# Multi-objective Big Bang Big Crunch framework for reliable rice disease and variety classification with conditional calibration

**Authors:** Chatter Singh, Amar Singh, Sahraoui Dhelim

PMC · DOI: 10.1371/journal.pone.0340807 · 2026-03-20

## TL;DR

This paper introduces a new framework for classifying rice diseases and varieties that improves model reliability and efficiency for real-world use.

## Contribution

The MO-BBBC framework introduces conditional temperature scaling to jointly optimize multiple deployment criteria for rice classification.

## Key findings

- MO-BBBC achieves 90.6% disease accuracy and 97.9% variety accuracy.
- The framework improves calibration to AECE=0.0138, significantly better than post-hoc baselines.
- It supports real-time inference with low latency and energy consumption.

## Abstract

Deploying rice disease detectors in the field remains challenging because models that are accurate in the lab are often poorly calibrated and provide limited uncertainty estimates, raising the risk of costly misclassification.

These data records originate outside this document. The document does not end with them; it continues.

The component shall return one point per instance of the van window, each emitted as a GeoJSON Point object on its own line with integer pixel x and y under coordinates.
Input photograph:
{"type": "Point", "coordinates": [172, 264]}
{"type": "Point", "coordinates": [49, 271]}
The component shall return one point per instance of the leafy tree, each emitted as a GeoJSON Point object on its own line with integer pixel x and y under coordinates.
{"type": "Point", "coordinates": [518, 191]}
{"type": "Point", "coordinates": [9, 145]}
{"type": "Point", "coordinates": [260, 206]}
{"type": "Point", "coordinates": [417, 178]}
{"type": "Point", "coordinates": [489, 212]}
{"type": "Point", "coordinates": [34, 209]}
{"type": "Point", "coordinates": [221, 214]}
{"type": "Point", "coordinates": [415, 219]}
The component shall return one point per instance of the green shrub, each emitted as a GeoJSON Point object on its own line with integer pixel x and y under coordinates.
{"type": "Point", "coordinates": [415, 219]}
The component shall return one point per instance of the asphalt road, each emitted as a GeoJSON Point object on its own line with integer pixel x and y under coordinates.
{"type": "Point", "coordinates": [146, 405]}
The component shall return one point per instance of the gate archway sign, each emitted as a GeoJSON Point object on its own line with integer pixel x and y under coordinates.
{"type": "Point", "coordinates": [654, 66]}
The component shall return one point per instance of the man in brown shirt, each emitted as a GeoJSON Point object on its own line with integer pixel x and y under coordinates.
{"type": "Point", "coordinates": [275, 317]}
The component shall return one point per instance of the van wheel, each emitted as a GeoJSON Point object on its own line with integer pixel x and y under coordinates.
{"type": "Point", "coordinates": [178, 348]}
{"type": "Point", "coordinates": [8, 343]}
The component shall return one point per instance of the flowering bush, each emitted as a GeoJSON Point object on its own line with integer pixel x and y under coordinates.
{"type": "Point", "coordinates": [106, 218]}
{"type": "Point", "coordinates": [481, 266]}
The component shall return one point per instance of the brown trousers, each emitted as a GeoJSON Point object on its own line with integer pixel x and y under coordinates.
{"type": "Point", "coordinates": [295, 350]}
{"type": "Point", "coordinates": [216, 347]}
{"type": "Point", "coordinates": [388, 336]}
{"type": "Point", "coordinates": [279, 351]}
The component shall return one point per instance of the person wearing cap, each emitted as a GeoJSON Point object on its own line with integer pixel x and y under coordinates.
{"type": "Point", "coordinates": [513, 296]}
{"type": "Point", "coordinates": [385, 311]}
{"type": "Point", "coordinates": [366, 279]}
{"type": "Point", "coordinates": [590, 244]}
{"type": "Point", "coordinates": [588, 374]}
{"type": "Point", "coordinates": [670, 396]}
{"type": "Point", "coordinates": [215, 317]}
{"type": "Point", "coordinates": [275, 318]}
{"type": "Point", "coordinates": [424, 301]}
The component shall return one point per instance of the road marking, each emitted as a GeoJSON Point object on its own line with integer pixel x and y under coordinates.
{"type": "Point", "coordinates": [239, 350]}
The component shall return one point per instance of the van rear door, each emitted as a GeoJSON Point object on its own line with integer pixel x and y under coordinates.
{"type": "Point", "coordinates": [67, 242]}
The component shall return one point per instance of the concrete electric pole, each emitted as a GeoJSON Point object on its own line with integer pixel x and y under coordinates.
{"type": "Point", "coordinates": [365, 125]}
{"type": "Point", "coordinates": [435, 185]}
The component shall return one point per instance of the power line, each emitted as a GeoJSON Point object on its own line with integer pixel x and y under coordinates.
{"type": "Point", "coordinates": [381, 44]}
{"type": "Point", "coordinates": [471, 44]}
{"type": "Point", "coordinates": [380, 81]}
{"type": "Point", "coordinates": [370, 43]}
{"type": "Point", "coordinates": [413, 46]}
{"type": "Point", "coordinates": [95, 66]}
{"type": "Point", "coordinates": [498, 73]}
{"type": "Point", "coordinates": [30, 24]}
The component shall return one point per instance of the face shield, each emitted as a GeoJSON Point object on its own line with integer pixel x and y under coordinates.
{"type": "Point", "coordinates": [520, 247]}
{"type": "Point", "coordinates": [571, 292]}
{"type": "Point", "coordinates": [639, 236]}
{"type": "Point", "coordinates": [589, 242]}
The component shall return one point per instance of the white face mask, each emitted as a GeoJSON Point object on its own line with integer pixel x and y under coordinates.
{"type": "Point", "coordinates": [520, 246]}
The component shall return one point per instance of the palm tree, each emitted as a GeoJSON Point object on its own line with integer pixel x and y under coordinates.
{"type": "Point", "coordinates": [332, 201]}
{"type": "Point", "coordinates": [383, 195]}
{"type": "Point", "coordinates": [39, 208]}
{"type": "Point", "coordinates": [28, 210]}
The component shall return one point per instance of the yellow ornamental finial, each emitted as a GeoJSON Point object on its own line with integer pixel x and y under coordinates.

This paper proposes a multi-objective Big-Bang Big-Crunch (MO-BBBC) framework that jointly performs disease detection and variety classification while optimizing six deployment-oriented criteria: classification error, calibration quality, uncertainty estimation, model size, inference latency, and energy consumption. The proposed framework presents conditional temperature scaling, an adaptive scheme that mitigates over-calibration and preserves reliability. The framework is implemented in Python on a lightweight two-headed classifier and evaluated on the Paddy Doctor dataset, MO-BBBC base framework achieves 90.6% disease accuracy and 97.9% variety accuracy; improves calibration to AECE=0.0138  (≈70 % better than strong post-hoc baselines); achieves micro-AUC of 0.994/0.999 and micro-AP of 0.961/0.994 (disease/variety); delivers robust OOD detection (AUROC = 0.887/0.886); and supports real-time inference at ≈0.48  ms and 0.47  ms per 64-sample batch on CPU/GPU with Monte Carlo Dropout uncertainty. The resulting Pareto set enables practitioners to trade accuracy for efficiency and reliability, narrowing the gap between prototype validation and field deployment in precision agriculture.